What’s interesting about this committee vote, aside from the obvious political maneuvering from the Democratic majority, was that the “no” votes were bipartisan. This is because education is not a partisan issue. The problem isn’t that some are okay with being 47th worst in graduation rates, and some are not. There is not a single legislator in the Capitol who disagrees with the notion that our education system should be functioning for best results, and that our students and our teachers deserve better than what they are being given. We all want the best for our students and teachers, but the current system simply is not working.
Recently, The Oregonian/OregonLive published an editorial
that touched on a few important elements in the conversation around education that deserve to be highlighted. Chief among them was the overwhelming and misplaced assignment of blame. Rep. Smith Warner (D-Portland) argued that Oregon students will receive a year’s less instruction than will Washington students. The feeling of frustration, when we have a booming economy and not enough money to meet the desires of the state, lead her to the conclusion that we have a “broken revenue structure.” As the editorial rightfully pointed out, the National Education Association recently found that Oregon currently outspends Washington by about $2,000 per student. It is also worth mentioning that Oregon is 6th highest in the nation on overall per capita spending at $9,245. The editorial goes on to ask: how do we use that money differently so students get the education Oregonians are paying for?
This is a great question.
Rep. Smith Warner (D) also pointed to the school boards, asserting that they are charged with how the money is spent, rather than the Legislature, and that Oregonians should be looking to them instead. Rep. Parrish then reminded the committee that state interference often prohibits any real action from school boards to save money or to be more effective with their resources.
Her statement echoed a comment from a previous hearing this year in the Higher Education Committee. Rep. Whisnant asked Oregon State University President, Ed Ray, what the higher education presidents are doing to address major cost drivers. President Ray answered, “We don’t control the cost drivers. 70% of our costs are people. When we were allowed to have our own individual boards we were told, ‘You will stay in PEBB, you will stay in PERS, and you will negotiate as a group with SEIU.’ We had no latitude to do anything about what are, in fact, the main cost drivers that we face.” I think this statement by President Ed Ray speaks volumes as to who really runs the state. When you follow the money trail, the public unions are the largest contributors to the Democratic Party campaign funds.

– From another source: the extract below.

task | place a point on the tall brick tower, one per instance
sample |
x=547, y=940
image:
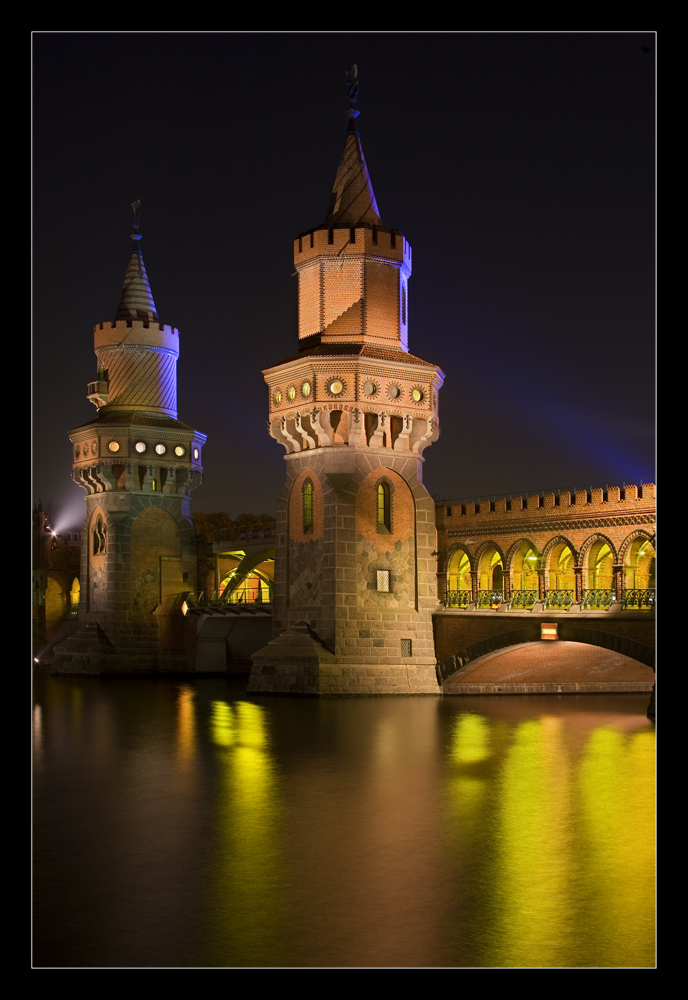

What we are seeing across the board in K-12 education, higher education, business, and beyond, are ever increasing mandates from the legislature on how they are to operate. This is complicated by an out of control public employee pension system that is going to continue to force massive cost increases well into the future. To put the blame anywhere but at the feet of the Legislature is irresponsible and unacceptable. We have been operating our state on ideals without any real plan on how to pay for them, fundamentally missing or, more likely, entirely ignoring that these things come at a massive cost. Without proper planning and budgeting, Oregonians will continue to pay a steep price. It would seem, with an over 30% increase in state revenue over the last six years that we should not be short on money. Yet, year after good year, rather than saving excess revenue, Democrats used it to create new programs and grow our bloated bureaucracy. This outcome was predicted when we first started outpacing our revenue with our spending, and we did nothing. We are simply watching it come to fruition today. Again, I will go back to Senator Devlin’s comment at the beginning of the session when he said, “The scope of what we think we should provide we find we cannot afford.” When it comes to the budget, the buck stops with lawmakers.
Investing in education is critical to the future of our state. More allocation of dollars to education would be well worth it if we could count on that money getting to the classrooms, to the students, and to provide better outcomes. But, when we outspend nearby states by thousands per student, continue to cut programs and teachers, and then lag sorely behind in graduation rates, it does not logically follow that pumping more money into the same system is the answer. We won’t feel any better in the next biennium if we produce the same outcome and continue in our search for more revenue because we didn’t manage the taxpayers’ dollars well.